Aka guardò in alto oltre la sua fronte, fuori dalle sbarre della sua cella e restò in attesa. Di lì a poco il tintinnio dell’armatura di Wesley le sarebbe arrivato alle orecchie. Posò le mani attorno alla grata di ferro e si mise sulle punte dei piedi. Solo dopo pochi attimi l’ombra della guardia le si piazzò davanti ombreggiando il suo viso. 

La mano di Wesley sfiorò le sue.

«Ehi…».

Quella mattina non le sorrideva come era solito fare.

Il suo sguardo era mesto e marcava un’espressione contrita.

«Hai fame?», le chiese.

Lei annuì.

Wesley tirò fuori dal suo borsello un pezzo di stoffa piegato in più parti e glielo porse.

Pane e un paio di tranci di mela.

Lo stomaco di Aka brontolò rumorosamente e senza farselo dire due volte, si avventò famelicamente sul cibo riempiendosi la bocca così velocemente da togliersi quasi il fiato.

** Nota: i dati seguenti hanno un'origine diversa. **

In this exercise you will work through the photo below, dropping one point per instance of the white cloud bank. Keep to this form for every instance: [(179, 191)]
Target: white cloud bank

Wesley restò accovacciato nell'erba ad osservarla dall’alto mentre mangiava cucciata sul suo giaciglio. Se avesse potuto le avrebbe accarezzato la testa. Voleva bene a quella ragazza anche se sapeva che quel sentimento era sbagliato. Strinse un pugno d’erba fra le dita, aveva il groppo in gola. Quello che aveva saputo gli stava spappolando il cervello.

 Ad un certo punto non riuscì più a trattenersi e parlò «Aka-».

La ragazza non sembrò ascoltarlo, troppo concentrata a divorare il pezzo di pane. Wesley fu costretto ad alzare la voce per catturare la sua attenzione. «Aka, devi ascoltarmi», le disse, «Esco appena adesso dalla seduta del consiglio, domani venti detenuti saranno giustiziati-».

A Wesley tiravano i capillari nelle sclere ma si impedì di piangere. «-e fra questi ci sei anche tu.»

Con lo sguardo inchiodato alla punta degli stivali della guardia, Aka si fece forza in attesa dell'inevitabile ondata di panico, ma quando lasciò andare il tozzo di pane e si sollevò dal suo giaciglio, provò invece uno strano sollievo.

 “Finalmente è finita” si disse tremando appena.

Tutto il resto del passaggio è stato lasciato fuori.